Anadolu’nun Şâzeliyye’yle tanışması, XVI. yüzyılın başlarında, Meymûniyye kolunun kurucusu Ali b. Meymûn vesilesiyle gerçekleşmiştir. 1786 yılında Silâhdar Abdullah Ağa tarafından yaptırılan Alibeyköy Şâzelî Dergâhı ise İstanbul’da açılan ilk Şâzelî zâviyesidir.
Şâzeliyye mârifet kavramına güçlü vurgu yapan bir tasavvuf yoludur. Mârifetullah konusu gerek Şeyh Şâzelî’nin hizb, dua ve vecizelerinde gerekse sonraki Şâzelî şeyhlerinin eserlerinde önemli bir yer tutar. Mârifet sahibi olmak Şâzelî yolunun dervişlerinin temel amacıdır.
Dünya nimetlerinden sıkı sıkıya kaçınan bir zühd anlayışı yerine Şâzeliyye’de, dünya nimetlerini bağışlayana şükür ifade eden bir tutum sergilenmektedir.

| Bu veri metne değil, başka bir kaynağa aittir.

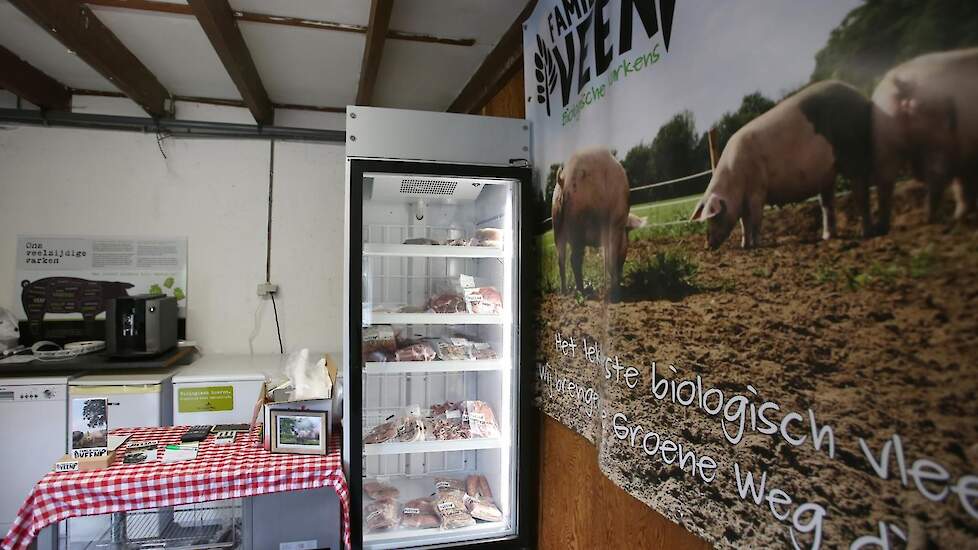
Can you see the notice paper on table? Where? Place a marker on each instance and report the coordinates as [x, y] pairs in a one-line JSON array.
[[182, 451]]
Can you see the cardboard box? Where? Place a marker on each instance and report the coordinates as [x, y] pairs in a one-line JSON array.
[[280, 398], [68, 464]]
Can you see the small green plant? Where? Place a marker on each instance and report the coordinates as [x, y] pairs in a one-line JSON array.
[[825, 274], [922, 262], [668, 274]]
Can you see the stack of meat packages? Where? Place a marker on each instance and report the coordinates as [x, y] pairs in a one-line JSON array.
[[381, 344], [454, 504], [445, 421]]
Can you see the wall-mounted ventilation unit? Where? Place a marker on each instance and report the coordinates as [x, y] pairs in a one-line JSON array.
[[400, 188]]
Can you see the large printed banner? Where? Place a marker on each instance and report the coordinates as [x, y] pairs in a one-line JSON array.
[[760, 262]]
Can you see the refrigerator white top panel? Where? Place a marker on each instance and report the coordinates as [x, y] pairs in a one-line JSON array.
[[148, 377], [379, 133], [30, 380], [231, 368]]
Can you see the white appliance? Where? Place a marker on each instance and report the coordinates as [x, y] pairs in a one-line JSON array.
[[229, 385], [137, 398], [33, 412]]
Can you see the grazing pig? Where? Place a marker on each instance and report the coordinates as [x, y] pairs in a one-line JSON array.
[[925, 115], [789, 154], [590, 208], [67, 295]]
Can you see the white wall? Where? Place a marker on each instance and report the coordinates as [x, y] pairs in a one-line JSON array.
[[214, 192]]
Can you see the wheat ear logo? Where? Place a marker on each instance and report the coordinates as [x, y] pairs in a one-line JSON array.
[[546, 73]]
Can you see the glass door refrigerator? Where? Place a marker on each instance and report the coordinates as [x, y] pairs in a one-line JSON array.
[[439, 424]]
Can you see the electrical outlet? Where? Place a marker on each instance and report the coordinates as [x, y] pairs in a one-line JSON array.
[[264, 289]]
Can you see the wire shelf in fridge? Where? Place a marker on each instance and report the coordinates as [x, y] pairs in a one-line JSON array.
[[383, 318], [395, 447], [431, 251], [400, 367]]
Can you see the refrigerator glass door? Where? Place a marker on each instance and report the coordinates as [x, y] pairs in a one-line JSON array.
[[438, 348]]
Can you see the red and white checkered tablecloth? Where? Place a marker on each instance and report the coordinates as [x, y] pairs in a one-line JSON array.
[[241, 469]]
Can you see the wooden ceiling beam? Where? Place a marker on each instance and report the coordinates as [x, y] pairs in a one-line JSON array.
[[499, 66], [220, 101], [77, 28], [252, 17], [28, 82], [380, 20], [222, 30]]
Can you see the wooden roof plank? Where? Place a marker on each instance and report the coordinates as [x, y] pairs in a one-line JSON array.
[[79, 30], [28, 82], [499, 66], [380, 20], [222, 30]]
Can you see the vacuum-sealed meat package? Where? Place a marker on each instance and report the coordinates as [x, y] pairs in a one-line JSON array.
[[439, 428], [411, 429], [479, 502], [481, 351], [484, 300], [378, 490], [482, 422], [450, 505], [379, 339], [419, 514], [446, 303], [381, 515], [383, 432], [422, 351], [488, 236], [449, 350]]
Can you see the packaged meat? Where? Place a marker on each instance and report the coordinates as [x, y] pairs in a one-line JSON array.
[[411, 429], [484, 300], [383, 432], [479, 502], [377, 490], [482, 422], [444, 430], [378, 356], [381, 515], [449, 351], [480, 351], [379, 338], [451, 508], [442, 408], [419, 514], [446, 303], [422, 240], [449, 484], [488, 236], [416, 352]]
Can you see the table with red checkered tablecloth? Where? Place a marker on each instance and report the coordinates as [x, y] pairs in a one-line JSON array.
[[240, 469]]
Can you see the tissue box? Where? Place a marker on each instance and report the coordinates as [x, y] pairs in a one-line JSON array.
[[281, 398]]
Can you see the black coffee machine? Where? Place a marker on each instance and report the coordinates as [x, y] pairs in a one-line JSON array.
[[141, 325]]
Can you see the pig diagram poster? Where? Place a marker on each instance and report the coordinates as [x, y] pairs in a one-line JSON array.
[[74, 277], [760, 261]]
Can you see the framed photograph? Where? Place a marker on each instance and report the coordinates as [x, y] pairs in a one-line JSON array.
[[299, 432], [89, 423]]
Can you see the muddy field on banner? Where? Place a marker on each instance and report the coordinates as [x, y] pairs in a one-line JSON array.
[[759, 279]]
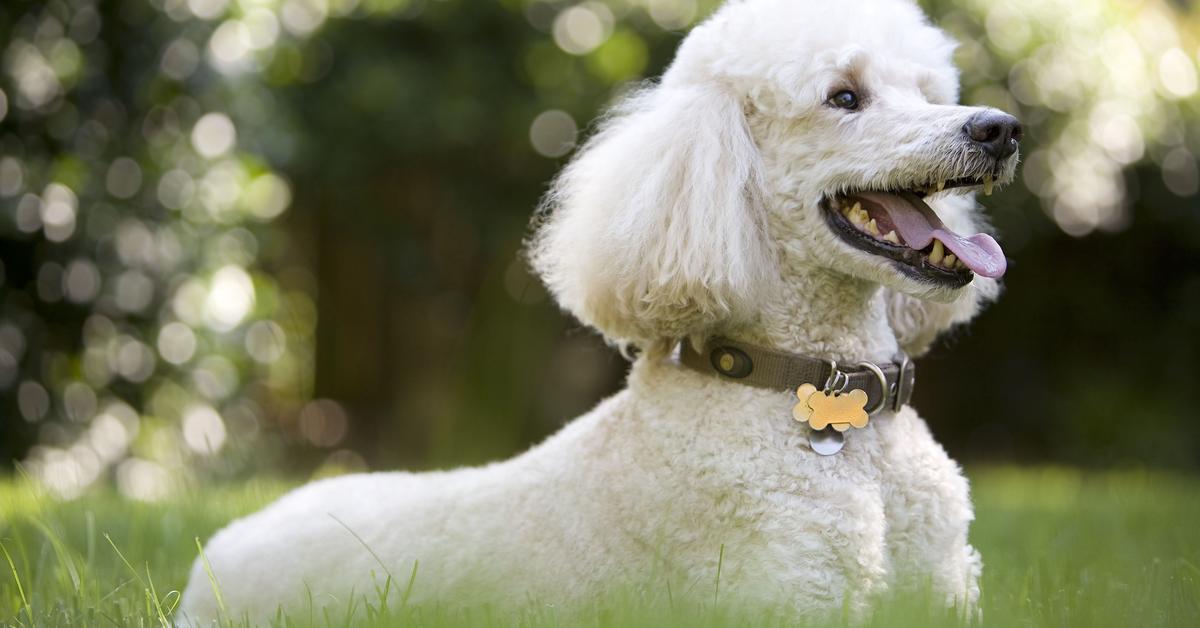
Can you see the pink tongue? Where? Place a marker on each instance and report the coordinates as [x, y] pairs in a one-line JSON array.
[[918, 226]]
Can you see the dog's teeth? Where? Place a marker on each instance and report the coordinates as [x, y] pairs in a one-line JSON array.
[[935, 256]]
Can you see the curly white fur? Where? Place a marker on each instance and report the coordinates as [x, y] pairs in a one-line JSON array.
[[691, 211]]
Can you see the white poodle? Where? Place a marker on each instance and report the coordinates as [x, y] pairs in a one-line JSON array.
[[781, 186]]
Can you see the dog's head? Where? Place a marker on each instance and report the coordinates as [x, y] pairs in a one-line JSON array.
[[821, 132]]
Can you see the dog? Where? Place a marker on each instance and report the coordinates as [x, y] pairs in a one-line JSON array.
[[798, 186]]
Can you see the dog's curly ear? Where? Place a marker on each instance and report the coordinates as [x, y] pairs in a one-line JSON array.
[[655, 231], [916, 322]]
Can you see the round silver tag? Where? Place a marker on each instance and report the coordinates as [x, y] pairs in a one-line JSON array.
[[826, 442]]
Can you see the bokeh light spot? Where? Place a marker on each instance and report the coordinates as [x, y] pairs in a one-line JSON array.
[[204, 432], [177, 342], [229, 299], [214, 135], [582, 28], [552, 133]]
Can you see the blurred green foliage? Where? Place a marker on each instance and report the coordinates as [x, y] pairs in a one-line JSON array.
[[247, 233]]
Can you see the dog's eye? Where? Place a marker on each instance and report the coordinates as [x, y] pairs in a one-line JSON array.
[[844, 100]]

Şâzeliyye tarîkatinde zikir cehrî olup kuûdî ve kıyâmî olarak yapılır. Haftada bir, perşembe ya da cuma günü gerçekleştirilen ve çoğunlukla “meclis” adı verilen âyinlerde, halka şeklinde veya karşılıklı saf şeklinde oturulur. Şâzelî meşâyihinden birine ait dîvandan okunan ve “semâ” diye adlandırılan kaside ve şügūllerin genellikle tevhid ile salavat içeren nakarat kısımlarına bütün müritler katılır.
Şeyh Şâzelî geride herhangi bir kitap bırakmamış, ancak en meşhurları Ḥizbü’l-baḥr olan çok sayıda hizb ve dua metni tertip etmiştir. Şâzelî’nin tasavvuf anlayışına paralel halde mutlak kulluğun gerçekleştirilmesi, tam bir teslimiyet, mânevî sırların talebi, samimi bir boyun eğiş ve tevazuun ifadesi olan bu hizipler, tarîkat mensupları nezdinde büyük değer taşımaktadır.

Ken’ân Rifâî’nin sülûk yaptırmaya icâzetli bulunduğu tarîkatlerden biri de Şâzeliyye’dir. Teberrüken aldığı Şâzelî icâzetinin kaynağı Bursalı bir Şâzelî şeyhidir. Rüyasında Şâzelî Hazretleri’ni gören şeyh, onun emri üzerine bu icâzeti Ken’ân Rifâî Hazretleri’ne vermiştir. Bu rüyaya sebep olan hadiseyi de Nazlı Hanımefendinin hatıra defterinden nakledelim: “Bursa’da idik. Efendimiz, ‘Taşıp can Bahri attı taşra beni’ manzumesini henüz bestelemişlerdi. İlk defa Valide Sultanımıza bu ilâhîyi beste ile söylüyorlardı. Bu sırada müthiş gürültülerle yakınımızda olan Nilüfer Çayı taştı. O kadar coştu ki ne kayalar ne köprüler ne ağaçlar kaldı. Çay, ne bulursa götürüyordu. Yalıların temelleri yıkılmaya başladı. Her tarafta fezeyânı ilân için silahlar atıldı. Herkes birbirine girdi. Nihayet Valide Sultanımız 'Oğlum, şuna bir şey söyle, memleketi harap edecek.' buyurdular. Bunun üzerine o koca çay birdenbire sakin oldu.”